Anfang 2026, wenn die Umfragedaten in der Türkei analysiert werden, ist zu beobachten, dass sich die Gesamtzahl der Wechselwähler und derjenigen, die angeben, nicht wählen zu gehen, dieser psychologischen Grenze genähert oder sie auf das Niveau von gedrückt hat.
Der Verlust des Vertrauens in die politischen Institutionen ist einer der Hauptfaktoren für diese hohe Quote.
Hier sind die Einzelheiten der aktuellen Situation:
Unentschlossene und die Größe der “Grauzone”
Rohdaten: Nach den Daten zahlreicher Marktforschungsunternehmen (Yöneylem, Metropoll, ASAL usw.) bewegt sich der verbleibende Block der “Unentschlossenen”, “Nichtwähler” und “Nichtwähler” im Allgemeinen in einer Spanne zwischen und , wenn die rohen Wahlbeteiligungen der politischen Parteien addiert werden.

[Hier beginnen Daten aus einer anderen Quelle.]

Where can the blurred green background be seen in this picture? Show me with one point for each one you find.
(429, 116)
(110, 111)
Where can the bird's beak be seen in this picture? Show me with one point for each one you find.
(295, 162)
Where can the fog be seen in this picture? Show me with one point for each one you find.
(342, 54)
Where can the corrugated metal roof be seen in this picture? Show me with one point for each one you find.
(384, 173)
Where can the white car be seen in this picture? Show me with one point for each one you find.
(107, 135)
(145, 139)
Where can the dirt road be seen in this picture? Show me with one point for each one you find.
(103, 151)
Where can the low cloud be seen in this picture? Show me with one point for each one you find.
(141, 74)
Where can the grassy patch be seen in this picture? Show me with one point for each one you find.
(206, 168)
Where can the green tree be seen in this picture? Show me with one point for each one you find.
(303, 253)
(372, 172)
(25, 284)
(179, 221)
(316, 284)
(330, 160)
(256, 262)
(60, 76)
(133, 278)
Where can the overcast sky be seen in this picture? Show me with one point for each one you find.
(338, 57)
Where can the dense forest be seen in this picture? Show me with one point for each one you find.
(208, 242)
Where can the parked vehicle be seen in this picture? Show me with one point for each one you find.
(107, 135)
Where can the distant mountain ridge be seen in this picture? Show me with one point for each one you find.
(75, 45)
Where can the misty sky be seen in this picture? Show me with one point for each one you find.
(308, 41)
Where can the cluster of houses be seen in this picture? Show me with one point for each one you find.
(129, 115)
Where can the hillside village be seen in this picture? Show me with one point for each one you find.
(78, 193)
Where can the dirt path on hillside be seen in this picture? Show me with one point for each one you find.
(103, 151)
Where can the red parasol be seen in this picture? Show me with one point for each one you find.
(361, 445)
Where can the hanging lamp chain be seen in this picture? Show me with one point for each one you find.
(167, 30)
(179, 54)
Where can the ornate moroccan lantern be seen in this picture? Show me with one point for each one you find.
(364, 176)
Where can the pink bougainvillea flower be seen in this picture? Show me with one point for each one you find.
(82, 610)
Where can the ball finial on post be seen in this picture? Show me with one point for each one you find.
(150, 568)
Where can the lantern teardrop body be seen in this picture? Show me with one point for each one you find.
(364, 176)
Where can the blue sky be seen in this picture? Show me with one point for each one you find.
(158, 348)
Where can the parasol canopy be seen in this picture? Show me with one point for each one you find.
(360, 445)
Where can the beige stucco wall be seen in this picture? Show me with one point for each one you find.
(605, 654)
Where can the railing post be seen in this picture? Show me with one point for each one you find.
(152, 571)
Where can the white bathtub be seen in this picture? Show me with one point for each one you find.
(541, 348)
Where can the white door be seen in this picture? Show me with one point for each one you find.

Verteilungseffekt: Bevor diese Masse mathematisch auf die Parteien verteilt wird, bildet sie einen “imaginären Block”, der manchmal sogar größer ist als die erste Partei AKP oder CHP.
Ursachen für Misstrauen
Die Entstehung dieser -Masse ist nicht nur auf Unentschlossenheit zurückzuführen, sondern auch auf eine direkte ’politische Reaktion“.
Wirtschaftliche Aussichten: Die Massen, die unter der von mir oft erwähnten “Hegemonie von Technologie und Kapital” unterdrückt werden, sind der Meinung, dass die derzeitigen politischen Akteure nicht in der Lage sind, konkrete Lösungen für die wirtschaftlichen Probleme (Inflation, Existenzprobleme) zu finden.
Das Problem der Repräsentation: Ein erheblicher Teil der Wählerschaft, insbesondere junge Wähler (Generation Z und Alpha), empfindet den aktuellen politischen Diskurs als distanziert und polarisiert.
Die Suche nach Alternativen: Die Unzulänglichkeit der von der Opposition und der Regierung angebotenen Visionen gegen die Risiken der neuen Weltordnung wie “Techno-Feudalismus” und “kapitalistische Überwachung” versetzt die Wähler in eine abwartende Haltung.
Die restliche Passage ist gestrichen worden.